Issue with with snippet() and highlight() with fts5 in trigram tokenization mode
(1) By anonymous on 2023-10-23 13:05:29 [source]
Using an example from the FTS5 docs
-- Assuming this:
CREATE VIRTUAL TABLE ft USING fts5(a);
INSERT INTO ft VALUES('a b c x c d e');
INSERT INTO ft VALUES('a b c c d e');
INSERT INTO ft VALUES('a b c d e');
-- The following SELECT statement returns these three rows:
-- '[a b c] x [c d e]'
-- '[a b c] [c d e]'
-- '[a b c d e]'
SELECT highlight(ft, 0, '[', ']') FROM ft WHERE ft MATCH 'a+b+c AND c+d+e';
we get the expected result:
[a b c] x [c d e]
[a b c] [c d e]
[a b c d e]
If we instead use the trigram tokenizer with a similar example:
CREATE VIRTUAL TABLE ft2 USING fts5(a, tokenize="trigram");
INSERT INTO ft2 VALUES('abc x cde');
INSERT INTO ft2 VALUES('abc cde');
INSERT INTO ft2 VALUES('abcde');
SELECT highlight(ft2, 0, '[', ']') FROM ft2 WHERE ft2 MATCH 'abc AND cde';
Now we get an issue where the matches overlap, i.e. they are not combined into a single range:
[abc] x [cde]
[abc] [cde]
[abc]de[cde]
Is this a known issue? Does anyone know of any workarounds?

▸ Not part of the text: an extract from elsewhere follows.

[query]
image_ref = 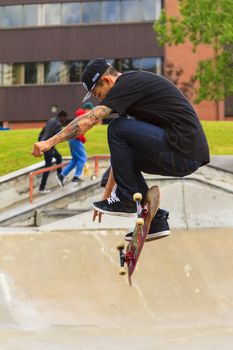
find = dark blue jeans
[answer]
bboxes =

(2) By Dan Kennedy (dan) on 2023-10-24 16:08:21 in reply to 1 [link] [source]
Thanks for reporting this. It was a bug of course. Should now be fixed here:
https://sqlite.org/src/info/e952db86faaafd2e
Dan.
(3) By anonymous on 2023-10-25 10:57:36 in reply to 2 [link] [source]
Thanks Dan, much appreciated!